Michael Hann 

Avi Buffalo

Hoxton Bar and Kitchen, LondonThe Californians' teen-prodigy leader Avigdor Zahner-Isenberg could achieve anything if backed by musicians of equal calibre, writes Michael Hann
  
  


At the start of the summer, when Avi Buffalo made their bewitching London debut, it was as California psychedelic pop classicists: dreamy guitar arpeggios giving way to occasional soaring solos from Avigdor Zahner-Isenberg, their teen-prodigy leader. Three months on, much has changed: they have shed a keyboard player, they are already playing a batch of songs that didn't appear on their debut album, and Zahner-Isenberg, an extraordinary guitarist, is scaling new heights. His hands flutter up and down the fretboard, over which he hunches, his eyes screwed tight and his mouth twitching, as he wrenches cascades of notes from his instrument, soloing with equal parts beauty and violence.

He isn't engaging in some dry exercise in technique – he's a startlingly gifted songwriter, too, as that debut album proves. But where Buffalo Springfield might have been a model when it was recorded, Zahner-Isenberg now seems to be trying to meld Television and Crazy Horse. Truth Sets In, the album's opener, is transformed from a piece of filigree into fiery rock, and songs close in blizzards of noise. The Crazy Horse part of the equation comes from bass and drums, a sturdy platform over which Zahner-Isenberg extemporises like Tom Verlaine, his squalls sometimes drifting off towards free jazz.

The question that lies before him is whether Avi Buffalo is the best vehicle for his remarkable talent.
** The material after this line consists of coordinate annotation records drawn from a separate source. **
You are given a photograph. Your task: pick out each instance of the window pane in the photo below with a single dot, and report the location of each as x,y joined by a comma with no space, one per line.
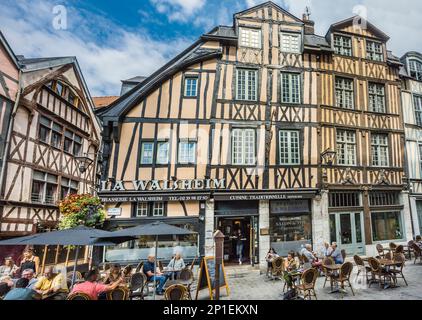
147,153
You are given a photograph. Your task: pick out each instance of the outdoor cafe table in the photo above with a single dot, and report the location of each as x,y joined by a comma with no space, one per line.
333,268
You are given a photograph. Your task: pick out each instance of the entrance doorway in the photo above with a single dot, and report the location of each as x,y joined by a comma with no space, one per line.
240,234
347,230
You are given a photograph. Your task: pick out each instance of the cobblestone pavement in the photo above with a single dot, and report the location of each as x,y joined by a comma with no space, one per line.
247,283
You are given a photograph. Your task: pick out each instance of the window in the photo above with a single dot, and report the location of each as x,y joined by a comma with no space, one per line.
147,153
374,51
376,97
417,100
44,188
346,147
150,209
68,187
163,153
344,93
343,45
289,147
142,209
243,147
290,87
247,84
191,86
379,147
344,199
187,152
415,67
250,38
386,226
290,42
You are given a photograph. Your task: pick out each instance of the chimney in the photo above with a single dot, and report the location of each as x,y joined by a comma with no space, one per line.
309,24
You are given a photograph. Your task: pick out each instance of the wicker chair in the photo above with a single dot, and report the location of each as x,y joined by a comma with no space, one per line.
278,268
328,261
118,294
380,250
378,272
176,292
417,252
186,275
307,285
137,285
397,271
361,267
78,296
344,276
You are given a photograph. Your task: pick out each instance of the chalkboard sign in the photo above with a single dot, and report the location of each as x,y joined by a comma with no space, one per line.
206,279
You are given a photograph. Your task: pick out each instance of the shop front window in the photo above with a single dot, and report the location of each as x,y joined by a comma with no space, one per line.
387,226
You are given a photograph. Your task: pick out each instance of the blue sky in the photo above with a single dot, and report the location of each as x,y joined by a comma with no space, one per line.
119,39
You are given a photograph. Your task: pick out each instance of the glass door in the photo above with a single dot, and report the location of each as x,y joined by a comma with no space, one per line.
347,230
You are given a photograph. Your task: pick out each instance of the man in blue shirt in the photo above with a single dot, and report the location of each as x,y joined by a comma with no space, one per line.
21,292
155,275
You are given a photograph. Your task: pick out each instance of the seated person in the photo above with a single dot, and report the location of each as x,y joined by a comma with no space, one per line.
52,286
176,265
22,292
313,260
92,288
114,274
155,275
271,255
290,266
9,269
336,254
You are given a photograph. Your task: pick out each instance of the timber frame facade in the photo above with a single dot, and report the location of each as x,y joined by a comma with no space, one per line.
52,123
230,134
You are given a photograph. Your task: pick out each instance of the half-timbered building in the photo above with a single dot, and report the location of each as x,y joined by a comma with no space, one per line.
412,113
52,127
360,118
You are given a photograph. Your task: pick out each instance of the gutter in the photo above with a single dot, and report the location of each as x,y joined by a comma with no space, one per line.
8,136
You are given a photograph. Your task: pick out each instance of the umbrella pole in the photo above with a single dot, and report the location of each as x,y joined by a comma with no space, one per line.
155,265
74,266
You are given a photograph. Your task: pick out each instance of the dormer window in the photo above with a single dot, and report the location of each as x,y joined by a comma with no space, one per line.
343,45
374,51
415,67
290,42
250,38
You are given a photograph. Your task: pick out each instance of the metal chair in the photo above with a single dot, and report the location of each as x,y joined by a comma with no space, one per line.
307,285
176,292
118,294
344,276
78,296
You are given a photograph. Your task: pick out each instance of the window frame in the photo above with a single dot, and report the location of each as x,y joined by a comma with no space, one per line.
291,86
289,147
249,44
346,145
291,35
247,94
243,161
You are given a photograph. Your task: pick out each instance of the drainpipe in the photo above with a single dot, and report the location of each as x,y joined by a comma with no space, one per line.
9,134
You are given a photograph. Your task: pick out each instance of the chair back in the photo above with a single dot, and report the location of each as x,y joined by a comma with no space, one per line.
374,264
343,254
137,281
176,292
309,277
78,296
346,269
380,248
399,249
358,260
186,275
118,294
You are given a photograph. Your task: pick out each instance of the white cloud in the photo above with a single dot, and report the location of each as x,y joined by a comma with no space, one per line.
106,52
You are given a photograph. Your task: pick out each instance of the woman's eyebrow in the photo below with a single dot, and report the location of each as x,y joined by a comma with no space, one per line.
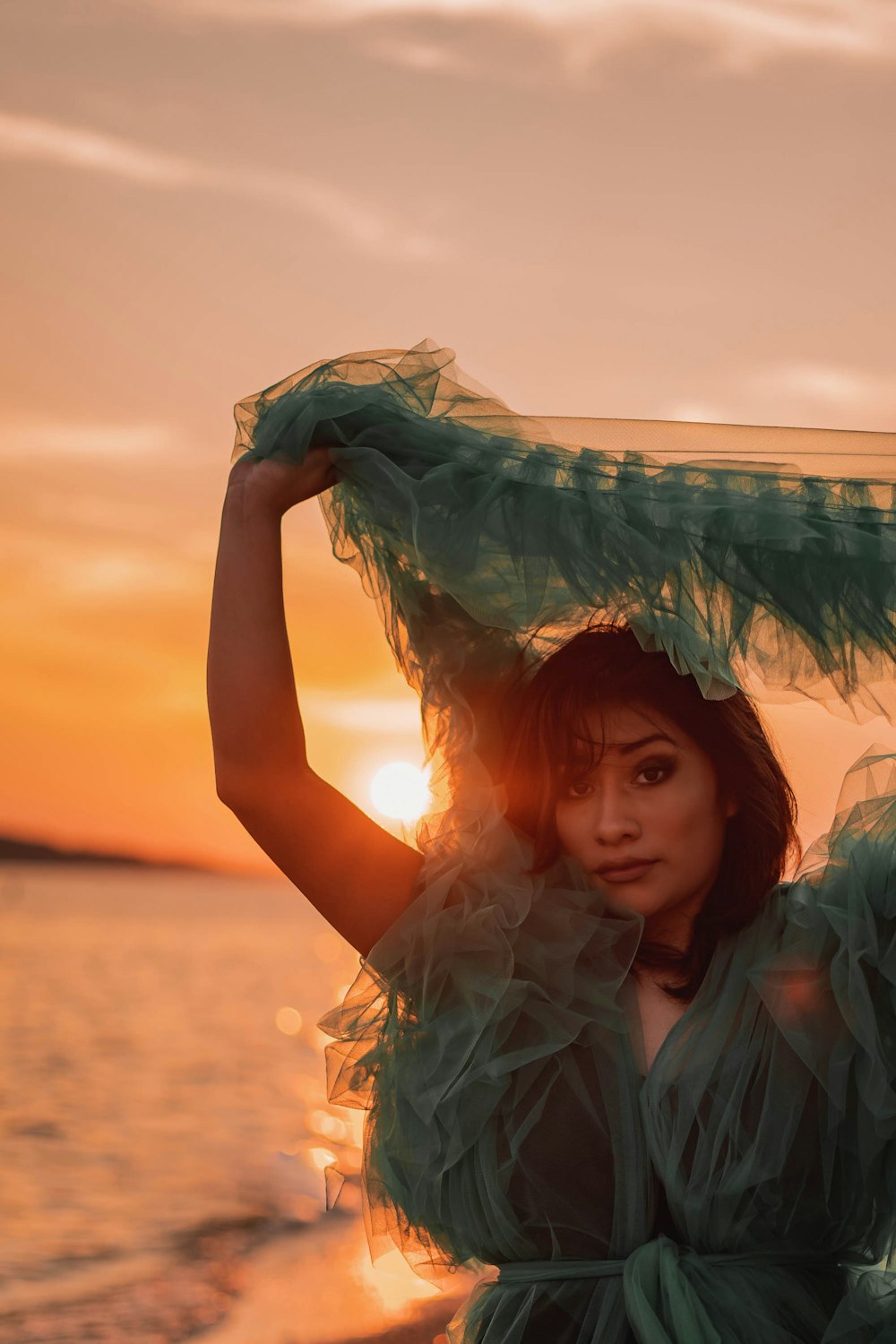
627,747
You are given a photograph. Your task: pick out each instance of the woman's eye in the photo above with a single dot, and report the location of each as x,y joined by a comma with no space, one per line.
657,771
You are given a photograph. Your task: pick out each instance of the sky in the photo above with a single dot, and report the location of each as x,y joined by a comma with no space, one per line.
641,209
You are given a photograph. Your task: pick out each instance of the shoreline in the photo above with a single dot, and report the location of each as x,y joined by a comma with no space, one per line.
306,1284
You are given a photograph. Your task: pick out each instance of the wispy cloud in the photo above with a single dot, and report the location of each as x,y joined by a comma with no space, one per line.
365,712
363,226
740,34
73,441
839,387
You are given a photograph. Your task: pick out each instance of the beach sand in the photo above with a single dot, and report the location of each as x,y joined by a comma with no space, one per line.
308,1285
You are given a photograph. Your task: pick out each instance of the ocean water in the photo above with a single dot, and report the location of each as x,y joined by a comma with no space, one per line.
160,1064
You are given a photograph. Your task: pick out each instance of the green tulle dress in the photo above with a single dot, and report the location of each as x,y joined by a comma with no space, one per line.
745,1190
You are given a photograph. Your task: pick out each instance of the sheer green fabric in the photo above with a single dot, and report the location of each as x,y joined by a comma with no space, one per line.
745,1185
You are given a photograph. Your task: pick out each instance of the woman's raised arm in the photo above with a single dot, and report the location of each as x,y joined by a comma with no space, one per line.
355,873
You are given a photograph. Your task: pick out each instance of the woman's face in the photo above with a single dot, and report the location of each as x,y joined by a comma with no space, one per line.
651,800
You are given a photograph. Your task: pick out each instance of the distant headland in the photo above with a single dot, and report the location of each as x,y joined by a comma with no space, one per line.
13,849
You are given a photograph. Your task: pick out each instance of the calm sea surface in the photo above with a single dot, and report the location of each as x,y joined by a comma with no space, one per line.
160,1064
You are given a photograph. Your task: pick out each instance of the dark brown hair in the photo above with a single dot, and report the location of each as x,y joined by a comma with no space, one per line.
605,666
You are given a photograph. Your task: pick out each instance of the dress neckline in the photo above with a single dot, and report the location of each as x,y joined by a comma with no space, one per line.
721,954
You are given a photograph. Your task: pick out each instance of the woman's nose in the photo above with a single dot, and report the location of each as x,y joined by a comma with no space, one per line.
613,820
For all that the current set-up serves his present needs, one itches to hear him alongside players who are his equals, rather than his friends – had he musicians of the calibre Verlaine had beside him in Television, then it's hard to imagine limits to what he could achieve. One doesn't wish to insult his bandmates, who are twice as powerful and effective as they were in May, but at the moment it's as if a young George Best is turning out for Shrewsbury Town: he's the whole show, and everyone knows it. Zahner-Isenberg is already streets ahead of virtually all his indie contemporaries, but there's the potential for greatness here.